But in 2020 he would be up against the most competitive and crowded Democratic field in many years. The point will be brought home on Tuesday, when the Center for American Progress in Washington hosts potential contenders including senators Cory Booker, Sherrod Brown, Kirsten Gillibrand, Amy Klobuchar, Chris Murphy, Bernie Sanders and Elizabeth Warren, as well as the former housing secretary Julián Castro and New York mayor Bill de Blasio.

Bill Galston, a former policy adviser to Bill Clinton, said: “There are three lanes to look at. In lane one, there is ‘Bernie-lite’, which could be Bernie himself. In lane two, there are people who think, for a variety of reasons, that’s not the right way for the Democratic party to go and we ought to be 21st-century reformers.

If people are looking for a unifier and don’t want to shed internecine blood, the argument for Biden could be potent

Bill Galston, former Clinton adviser

“Lane three is the Biden lane. He’s really sui generis. If people are looking for a unifier and don’t want to shed internecine blood, the argument for Biden could be potent. On the other hand, he has always underperformed as a presidential candidate in the past.”

Biden made unsuccessful bids for the presidency in 1988 and 2008. He did not run in 2016 after the death of his son Beau. But he has repeatedly not ruled out a shot at 2020. He published a book, Promise Me, Dad, and has been travelling the country, a tour extended beyond its original schedule. This week, at an event organised by his own foundation and the Brookings Institution, he expressed indignation at the plight of the middle class, offered a preview of a nascent manifesto and frequently veered off script for dramatic effect.

“I love Bernie but I’m not Bernie Sanders,” he said. “I don’t think 500 billionaires are the reason why we’re in trouble … We have not seen this huge concentration of wealth. The folks at the top aren’t bad guys. I get in trouble in my party when I say wealthy Americans are just as patriotic as poor folks. I’ve found no distinction, I really haven’t.”

But then, in what some might find a contradiction, he went on: “This gap is yawning. It’s gaping and it’s having the effect of pulling us apart. You see the politics of it. And the country’s not going to stand for it forever so we have to deal with the tax code. It’s wildly skewed toward taking care of those at the very top. It overwhelmingly favours investors over workers and it’s riddled with unproductive expenditures.”

The paradoxical comments illustrated Biden’s dilemma – or opportunity. On the one hand, he is a centrist and having spent 36 years as a senator and eight years as vice-president can hardly be described as an outsider. On the other, he has faced criticism over links to the financial services industry, a major presence in his home state, Delaware.

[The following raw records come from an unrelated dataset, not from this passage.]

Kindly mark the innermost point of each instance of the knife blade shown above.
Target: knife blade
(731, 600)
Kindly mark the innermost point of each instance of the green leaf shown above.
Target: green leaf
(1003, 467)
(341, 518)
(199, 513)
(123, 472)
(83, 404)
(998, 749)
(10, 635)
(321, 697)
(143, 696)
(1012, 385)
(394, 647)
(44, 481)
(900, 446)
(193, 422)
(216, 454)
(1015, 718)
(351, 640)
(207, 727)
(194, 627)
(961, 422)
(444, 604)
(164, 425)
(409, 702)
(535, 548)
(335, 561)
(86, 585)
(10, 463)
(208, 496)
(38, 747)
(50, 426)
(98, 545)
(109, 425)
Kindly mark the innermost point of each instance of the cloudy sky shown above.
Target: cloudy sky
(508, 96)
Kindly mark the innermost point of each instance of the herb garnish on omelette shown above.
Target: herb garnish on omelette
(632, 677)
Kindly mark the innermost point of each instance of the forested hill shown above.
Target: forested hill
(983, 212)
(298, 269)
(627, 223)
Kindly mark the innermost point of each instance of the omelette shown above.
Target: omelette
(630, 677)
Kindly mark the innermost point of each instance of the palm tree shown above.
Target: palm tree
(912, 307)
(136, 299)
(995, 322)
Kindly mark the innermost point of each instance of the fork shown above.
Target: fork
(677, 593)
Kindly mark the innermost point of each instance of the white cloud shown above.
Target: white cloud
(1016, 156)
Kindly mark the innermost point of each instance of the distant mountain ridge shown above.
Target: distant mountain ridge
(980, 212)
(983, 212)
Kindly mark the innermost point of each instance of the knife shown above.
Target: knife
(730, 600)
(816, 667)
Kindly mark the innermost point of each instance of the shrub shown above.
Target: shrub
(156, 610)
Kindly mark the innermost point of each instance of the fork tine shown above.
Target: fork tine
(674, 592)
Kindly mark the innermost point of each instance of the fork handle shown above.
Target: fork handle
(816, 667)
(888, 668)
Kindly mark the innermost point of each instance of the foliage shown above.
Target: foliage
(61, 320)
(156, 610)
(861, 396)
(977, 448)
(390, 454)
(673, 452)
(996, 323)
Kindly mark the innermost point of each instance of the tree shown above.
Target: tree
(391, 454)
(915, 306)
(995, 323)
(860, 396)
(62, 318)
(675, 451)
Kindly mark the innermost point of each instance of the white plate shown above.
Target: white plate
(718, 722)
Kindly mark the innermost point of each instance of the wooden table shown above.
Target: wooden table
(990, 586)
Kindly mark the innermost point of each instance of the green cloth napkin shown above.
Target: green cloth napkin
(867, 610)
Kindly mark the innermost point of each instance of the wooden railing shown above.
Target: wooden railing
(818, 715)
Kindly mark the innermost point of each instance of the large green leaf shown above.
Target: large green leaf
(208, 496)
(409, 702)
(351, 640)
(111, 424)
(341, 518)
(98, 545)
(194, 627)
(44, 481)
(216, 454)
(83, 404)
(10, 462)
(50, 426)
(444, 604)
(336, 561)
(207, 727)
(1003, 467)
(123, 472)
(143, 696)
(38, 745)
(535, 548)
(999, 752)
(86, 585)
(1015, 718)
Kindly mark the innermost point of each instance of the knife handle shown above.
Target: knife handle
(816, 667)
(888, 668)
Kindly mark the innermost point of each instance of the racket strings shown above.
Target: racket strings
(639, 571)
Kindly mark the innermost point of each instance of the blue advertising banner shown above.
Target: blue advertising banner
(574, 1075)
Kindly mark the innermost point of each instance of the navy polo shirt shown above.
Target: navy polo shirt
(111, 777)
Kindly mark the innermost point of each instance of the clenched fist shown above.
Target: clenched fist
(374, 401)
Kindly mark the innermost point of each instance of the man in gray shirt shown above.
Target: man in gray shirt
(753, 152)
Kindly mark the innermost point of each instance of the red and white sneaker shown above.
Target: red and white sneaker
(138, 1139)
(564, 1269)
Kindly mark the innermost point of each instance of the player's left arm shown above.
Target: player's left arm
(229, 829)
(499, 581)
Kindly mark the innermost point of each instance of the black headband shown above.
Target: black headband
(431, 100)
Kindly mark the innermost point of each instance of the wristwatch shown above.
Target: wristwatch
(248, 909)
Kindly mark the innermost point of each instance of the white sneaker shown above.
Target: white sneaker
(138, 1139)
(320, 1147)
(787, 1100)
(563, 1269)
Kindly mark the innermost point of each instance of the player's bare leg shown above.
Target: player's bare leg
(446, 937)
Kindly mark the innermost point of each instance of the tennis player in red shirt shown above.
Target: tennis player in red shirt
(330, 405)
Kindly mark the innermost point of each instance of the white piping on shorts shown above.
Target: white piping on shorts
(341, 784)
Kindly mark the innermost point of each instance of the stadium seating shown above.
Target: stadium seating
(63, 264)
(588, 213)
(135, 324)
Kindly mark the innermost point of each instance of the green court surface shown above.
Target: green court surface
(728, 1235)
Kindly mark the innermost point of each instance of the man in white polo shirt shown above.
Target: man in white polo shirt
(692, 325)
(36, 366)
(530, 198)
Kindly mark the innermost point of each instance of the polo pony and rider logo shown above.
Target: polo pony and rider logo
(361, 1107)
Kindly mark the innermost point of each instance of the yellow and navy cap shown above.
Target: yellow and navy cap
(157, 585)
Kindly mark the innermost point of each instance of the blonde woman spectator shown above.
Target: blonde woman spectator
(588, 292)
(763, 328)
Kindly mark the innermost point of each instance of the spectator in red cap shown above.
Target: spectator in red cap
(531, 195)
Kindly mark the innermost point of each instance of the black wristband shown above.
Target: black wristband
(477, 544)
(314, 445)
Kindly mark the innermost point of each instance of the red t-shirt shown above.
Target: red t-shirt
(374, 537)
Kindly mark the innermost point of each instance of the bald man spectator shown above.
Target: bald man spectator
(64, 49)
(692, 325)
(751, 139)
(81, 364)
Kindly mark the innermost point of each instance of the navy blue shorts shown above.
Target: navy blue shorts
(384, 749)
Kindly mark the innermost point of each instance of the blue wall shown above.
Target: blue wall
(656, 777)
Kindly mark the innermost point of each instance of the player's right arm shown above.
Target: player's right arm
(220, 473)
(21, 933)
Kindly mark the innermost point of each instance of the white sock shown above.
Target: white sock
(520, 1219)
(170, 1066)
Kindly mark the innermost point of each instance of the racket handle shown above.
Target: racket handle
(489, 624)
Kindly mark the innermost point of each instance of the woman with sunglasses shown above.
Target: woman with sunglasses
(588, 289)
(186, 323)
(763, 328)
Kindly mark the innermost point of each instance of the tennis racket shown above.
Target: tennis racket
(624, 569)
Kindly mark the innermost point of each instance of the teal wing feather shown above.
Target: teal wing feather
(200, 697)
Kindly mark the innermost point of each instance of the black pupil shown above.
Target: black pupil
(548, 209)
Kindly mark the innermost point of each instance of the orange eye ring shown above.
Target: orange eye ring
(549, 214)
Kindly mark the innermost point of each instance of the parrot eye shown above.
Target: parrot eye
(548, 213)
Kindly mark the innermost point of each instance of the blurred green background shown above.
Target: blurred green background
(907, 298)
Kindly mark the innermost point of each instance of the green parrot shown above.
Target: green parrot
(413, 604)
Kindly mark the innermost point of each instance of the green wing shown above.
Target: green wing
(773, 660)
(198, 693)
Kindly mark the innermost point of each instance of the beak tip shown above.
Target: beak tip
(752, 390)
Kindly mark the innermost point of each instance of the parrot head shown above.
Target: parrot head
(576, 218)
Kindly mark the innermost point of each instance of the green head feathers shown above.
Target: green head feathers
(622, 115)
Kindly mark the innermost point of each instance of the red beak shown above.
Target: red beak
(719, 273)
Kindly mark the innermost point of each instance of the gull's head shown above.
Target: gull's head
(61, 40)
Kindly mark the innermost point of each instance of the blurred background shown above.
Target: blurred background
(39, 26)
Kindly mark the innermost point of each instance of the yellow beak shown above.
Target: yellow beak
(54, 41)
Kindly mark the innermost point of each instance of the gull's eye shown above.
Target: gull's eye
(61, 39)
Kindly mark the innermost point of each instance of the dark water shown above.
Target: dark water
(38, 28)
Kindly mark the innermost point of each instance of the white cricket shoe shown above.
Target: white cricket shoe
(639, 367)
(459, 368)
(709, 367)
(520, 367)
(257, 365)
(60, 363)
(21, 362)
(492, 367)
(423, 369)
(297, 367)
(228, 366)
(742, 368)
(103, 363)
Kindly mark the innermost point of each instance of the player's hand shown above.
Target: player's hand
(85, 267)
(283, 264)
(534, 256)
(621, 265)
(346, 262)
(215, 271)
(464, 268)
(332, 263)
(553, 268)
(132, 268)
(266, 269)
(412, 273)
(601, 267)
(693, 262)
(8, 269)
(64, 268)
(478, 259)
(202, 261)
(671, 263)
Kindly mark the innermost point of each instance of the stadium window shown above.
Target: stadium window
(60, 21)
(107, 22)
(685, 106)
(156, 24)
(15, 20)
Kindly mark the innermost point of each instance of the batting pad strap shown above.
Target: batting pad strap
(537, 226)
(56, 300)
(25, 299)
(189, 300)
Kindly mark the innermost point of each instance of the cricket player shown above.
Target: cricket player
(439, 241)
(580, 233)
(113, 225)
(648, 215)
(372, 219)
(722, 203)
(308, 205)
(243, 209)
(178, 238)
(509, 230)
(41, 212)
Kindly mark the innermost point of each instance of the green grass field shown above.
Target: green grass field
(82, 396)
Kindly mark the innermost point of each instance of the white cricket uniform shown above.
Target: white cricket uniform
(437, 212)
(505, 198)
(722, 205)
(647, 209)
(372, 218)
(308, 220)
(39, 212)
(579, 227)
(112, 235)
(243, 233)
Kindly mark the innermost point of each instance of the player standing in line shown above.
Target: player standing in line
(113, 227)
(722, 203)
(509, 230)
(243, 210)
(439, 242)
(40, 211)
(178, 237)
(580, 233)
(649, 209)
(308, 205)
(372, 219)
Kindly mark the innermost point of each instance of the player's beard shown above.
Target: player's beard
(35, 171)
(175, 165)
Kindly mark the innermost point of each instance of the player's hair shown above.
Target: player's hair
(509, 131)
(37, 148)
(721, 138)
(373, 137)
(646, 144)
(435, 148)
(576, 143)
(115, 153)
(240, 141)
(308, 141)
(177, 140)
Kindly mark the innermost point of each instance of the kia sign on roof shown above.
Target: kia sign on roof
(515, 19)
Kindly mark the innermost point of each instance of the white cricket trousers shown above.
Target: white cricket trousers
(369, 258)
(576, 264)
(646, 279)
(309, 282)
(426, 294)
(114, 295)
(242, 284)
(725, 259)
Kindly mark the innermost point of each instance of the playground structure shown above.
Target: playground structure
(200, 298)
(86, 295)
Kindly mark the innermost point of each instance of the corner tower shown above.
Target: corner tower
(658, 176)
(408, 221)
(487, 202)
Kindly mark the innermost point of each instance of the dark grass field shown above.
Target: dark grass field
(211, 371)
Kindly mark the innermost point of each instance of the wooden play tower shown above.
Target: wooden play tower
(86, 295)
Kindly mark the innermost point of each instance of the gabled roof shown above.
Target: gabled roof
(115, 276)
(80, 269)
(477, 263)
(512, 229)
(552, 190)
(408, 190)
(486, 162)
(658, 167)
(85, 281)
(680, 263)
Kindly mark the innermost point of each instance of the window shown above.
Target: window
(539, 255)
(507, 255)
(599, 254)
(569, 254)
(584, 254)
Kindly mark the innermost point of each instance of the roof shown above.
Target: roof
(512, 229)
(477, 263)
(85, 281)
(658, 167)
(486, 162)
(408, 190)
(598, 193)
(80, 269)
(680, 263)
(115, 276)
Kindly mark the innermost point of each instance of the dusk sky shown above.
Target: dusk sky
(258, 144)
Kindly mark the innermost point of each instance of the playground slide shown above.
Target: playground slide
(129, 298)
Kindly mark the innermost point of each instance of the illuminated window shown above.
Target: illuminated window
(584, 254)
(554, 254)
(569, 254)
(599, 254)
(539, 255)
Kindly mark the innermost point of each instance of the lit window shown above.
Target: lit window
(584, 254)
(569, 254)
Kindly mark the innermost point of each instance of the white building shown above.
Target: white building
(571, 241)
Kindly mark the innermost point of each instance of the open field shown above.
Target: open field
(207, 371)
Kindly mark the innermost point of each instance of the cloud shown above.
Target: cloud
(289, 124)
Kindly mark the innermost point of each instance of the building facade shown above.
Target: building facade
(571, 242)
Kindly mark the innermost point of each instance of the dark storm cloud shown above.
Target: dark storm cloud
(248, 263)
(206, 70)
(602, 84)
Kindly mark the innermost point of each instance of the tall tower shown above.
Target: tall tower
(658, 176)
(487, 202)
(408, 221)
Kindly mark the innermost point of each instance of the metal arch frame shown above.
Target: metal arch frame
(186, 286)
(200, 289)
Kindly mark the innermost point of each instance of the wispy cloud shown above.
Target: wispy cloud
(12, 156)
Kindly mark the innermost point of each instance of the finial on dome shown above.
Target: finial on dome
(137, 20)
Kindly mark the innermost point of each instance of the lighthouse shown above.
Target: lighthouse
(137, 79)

A New York Times report three years ago noted that Biden supported a bill in 2005 that would have made it more difficult for consumers to seek bankruptcy protection. Obama voted against it. Executives and employees of the credit card issuer MBNA contributed roughly $200,000 to Biden campaigns from 1989 to 2010, the paper said. Warren was among those who called him out on it.

Still, as Democrats tack left on issues such as healthcare, Biden may seek to tap into the economic populism that propelled Sanders to run Hillary Clinton close in 2016. Many pundits have speculated that straight-talking Biden would have done better than Clinton at appealing to blue-collar voters and neutralising Trump in the ultimately decisive states of Michigan, Pennsylvania and Wisconsin.

In his speech at Brookings, there was a glimpse of how Biden might attempt to play both sides. “If you listen to Barack, you’d think I climbed out of a coalmine with a lunch bucket from Scranton in my hand,” he said of his Pennsylvania origins, prompting laughter. “It’s not true.” His father was “a white-collar worker, a salesperson”, he said, who moved the family in search of greener pastures.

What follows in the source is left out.